Mi voto

Hace algo más de 4 años, el 15 de mayo del 2011, algo crujió en España. La gente, entre ellos yo, estábamos ya muy hartos.  Hartos de lo que llamaban hasta entonces la “clase política”. Después, alguien supo ponerle un alias más acertado: la “casta”.

La definiría con estas características:

  1. Cero empatía con el sufrimiento de la sociedad
  2. Total impunidad para hacer o deshacer a su antojo
  3. Lejanía absoluta respecto los problemas reales de la gente
  4. Corrupta como medio de funcionamiento
  5. Manipuladora de los medios de información
  6. Incapaz o con insuficiente formación para los puestos que ocupan en muchos casos
  7. Apoyo a los grandes poderes económicos
  8. Se perpetúa con ingresos públicos o salta a la empresa privada como alto cargo

 

Era un sentimiento común de rabia y condena hacia el status quo. Una emoción. Una ambición genuina por cambiar las cosas de raíz. Incapaz de aceptar cualquier arreglo estético. Una seguridad en merecernos algo más. Era, como bien se dijo, una voluntad por más y mejor democracia.

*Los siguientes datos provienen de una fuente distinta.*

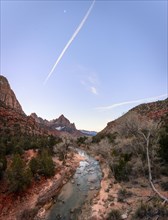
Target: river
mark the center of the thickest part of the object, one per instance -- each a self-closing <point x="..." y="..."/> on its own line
<point x="81" y="188"/>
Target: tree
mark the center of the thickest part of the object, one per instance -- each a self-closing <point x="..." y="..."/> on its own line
<point x="46" y="164"/>
<point x="144" y="130"/>
<point x="19" y="177"/>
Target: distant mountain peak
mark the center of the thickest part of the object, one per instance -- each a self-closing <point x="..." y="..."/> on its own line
<point x="8" y="97"/>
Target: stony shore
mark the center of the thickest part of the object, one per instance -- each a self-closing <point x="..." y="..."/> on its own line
<point x="38" y="198"/>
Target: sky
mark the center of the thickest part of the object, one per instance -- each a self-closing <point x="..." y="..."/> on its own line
<point x="89" y="60"/>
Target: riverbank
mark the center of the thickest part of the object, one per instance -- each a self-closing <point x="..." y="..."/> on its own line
<point x="37" y="199"/>
<point x="123" y="197"/>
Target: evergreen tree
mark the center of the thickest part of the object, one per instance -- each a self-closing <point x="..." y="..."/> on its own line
<point x="18" y="176"/>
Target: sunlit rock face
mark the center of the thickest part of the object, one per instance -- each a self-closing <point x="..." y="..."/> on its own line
<point x="8" y="97"/>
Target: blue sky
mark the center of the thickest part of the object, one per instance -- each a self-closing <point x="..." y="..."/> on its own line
<point x="117" y="60"/>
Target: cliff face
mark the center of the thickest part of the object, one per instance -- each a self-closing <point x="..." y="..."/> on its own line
<point x="156" y="111"/>
<point x="13" y="120"/>
<point x="8" y="97"/>
<point x="61" y="124"/>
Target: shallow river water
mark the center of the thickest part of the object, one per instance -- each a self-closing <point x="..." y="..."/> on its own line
<point x="81" y="188"/>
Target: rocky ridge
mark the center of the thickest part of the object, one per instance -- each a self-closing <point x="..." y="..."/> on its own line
<point x="8" y="97"/>
<point x="14" y="120"/>
<point x="154" y="110"/>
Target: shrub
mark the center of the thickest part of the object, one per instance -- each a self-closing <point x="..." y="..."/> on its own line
<point x="163" y="143"/>
<point x="19" y="177"/>
<point x="123" y="194"/>
<point x="121" y="169"/>
<point x="114" y="215"/>
<point x="151" y="211"/>
<point x="43" y="164"/>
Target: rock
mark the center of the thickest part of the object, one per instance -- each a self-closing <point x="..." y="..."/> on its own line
<point x="106" y="190"/>
<point x="124" y="216"/>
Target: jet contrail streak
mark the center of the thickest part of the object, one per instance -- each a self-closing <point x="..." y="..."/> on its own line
<point x="71" y="40"/>
<point x="130" y="102"/>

Bien, pasado el 15M llegaron las generales en noviembre de ese mismo año y con ellas el PP al poder. Parecía que ésto del 15M habían sido cuatro locos radicales, cómo dijeron los medios. Aunque algunos otros enseñaban interesantes encuestas. Éste, por ejemplo, hablaba que un 72% de los encuestados estaba a favor de las ideas del 15M. Algo raro estaba pasando.

Ya no había un horizonte electoral próximo hasta 2014, así que pasaron los meses, los recortes, las subidas de impuestos, los casos de corrupción, los SMS a Bárcenas… así hasta llegar a ese 2014. Fue entonces cuándo algunos decidieron hacer caso a los que les pedían que se presentaran a las elecciones. Y así fue en las europeas, contra todo pronóstico, 1.253.837 votos. Un inesperado 7,98%.

Entonces, el efecto bola de nieve y la aparición continua en TV hizo el resto. Podemos creció y creció. Empezaba a parecer como un partido con posibilidades de ganar y capaz de cambiar las cosas… así que el miedo empezó a cuajar en los sectores que realmente controlan éste país. Y con ello, empezaron los ataques. Todo ésto se puede ver más claramente aquí, mirando desde Mayo de 2014 (las europeas) hasta Diciembre (el auge) y de allí hasta Octubre (los ataques y la desaparición en los medios).

Y luego llegó, en cosa de dos/tres meses, de Octubre a ahora, la remontada. Hoy, la noticia es la cara de Merkel cuándo Rajoy le comenta que Podemos podría ser segunda fuerza.

Este domingo las cosas pueden cambiar por fin. Han pasado casi 40 años que nos han servido para aprender qué queremos y qué no queremos. No olvidamos. Se huele cambio. Se huele esperanza y se percibe esa emoción que cuatro años antes, activaba este maravilloso mecanismo que es el progreso. Y si, algunos nos emocionamos con él.